Personally, I am not against using kevent for driver events/errors, but
the exact scope needs to be decided by the community. You do need a
kevent, though.

Robert Love


2004-09-11 11:36:51

by Dave Jones

[permalink] [raw]
Subject: Re: [patch] kernel sysfs events layer

On Fri, Sep 10, 2004 at 05:48:27PM -0700, Greg KH wrote:

> > What happened to a formatted string argument? The signal argument can
> > become the pre-formatted string, and someone can provide a wrapper
> > that takes a printf() like format and args.
> > kobject_uevent_printf(kobj, "something bad: 0x%08x", err);
>
> Use an attribute, and have userspace read that formatted argument if
> need be. This keeps the kernel interface much simpler, and doesn't
> allow you to abuse it for things it is not intended for (like error
> reporting stuff...)

Erm, no. This will just encourage folks to sprintf to a buffer first
and pass the result to kobject_uevent_printf().

nitpick: Also, if this isn't taking formatted input, shouldn't the name of the
function lose the 'f' ?

Dave

2004-09-11 16:54:44

by Greg KH

[permalink] [raw]
Subject: Re: [patch] kernel sysfs events layer

On Sat, Sep 11, 2004 at 12:09:35AM -0400, Robert Love wrote:
> > +/**
> > + * send_uevent - notify userspace by sending event trough netlink socket
>
> s/trough/through/ ;-)

Heh, give something for the "spelling nit-pickers" to submit a patch
against :)

> We should probably add at least _some_ user. The filesystem mount
> events are good, since we want to add those to HAL.

True, anyone want to send me a patch with a user of this?

thanks,

greg k-h

2004-09-11 16:58:30

by Greg KH

[permalink] [raw]
Subject: Re: [patch] kernel sysfs events layer

On Fri, Sep 10, 2004 at 06:45:43PM -0700, Tim Hockin wrote:
> On Fri, Sep 10, 2004 at 05:48:27PM -0700, Greg KH wrote:
> > need be.
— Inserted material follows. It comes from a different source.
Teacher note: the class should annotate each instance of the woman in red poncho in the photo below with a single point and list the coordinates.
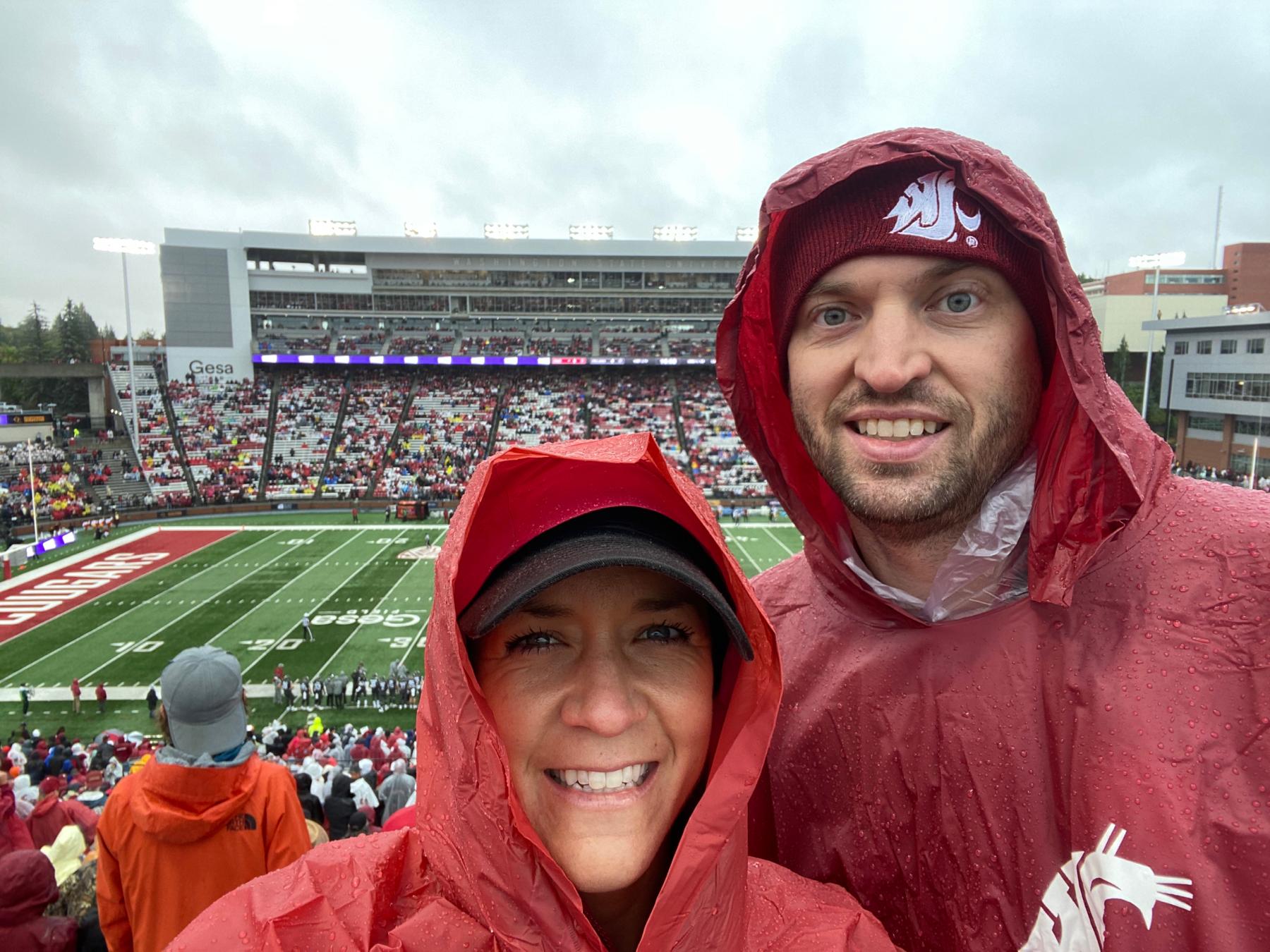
(601, 691)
This keeps the kernel interface much simpler, and doesn't
> > allow you to abuse it for things it is not intended for (like error
> > reporting stuff...)
>
> Errm, not for error reporting? So the "driver hardening" and fault
> logging people shouldn't use this?

The "driver hardening" people hopefully have been scared away from Linux
so they never show their face around here again. And if they do, no,
this is not what they want to do (what they need to do is get a clue...)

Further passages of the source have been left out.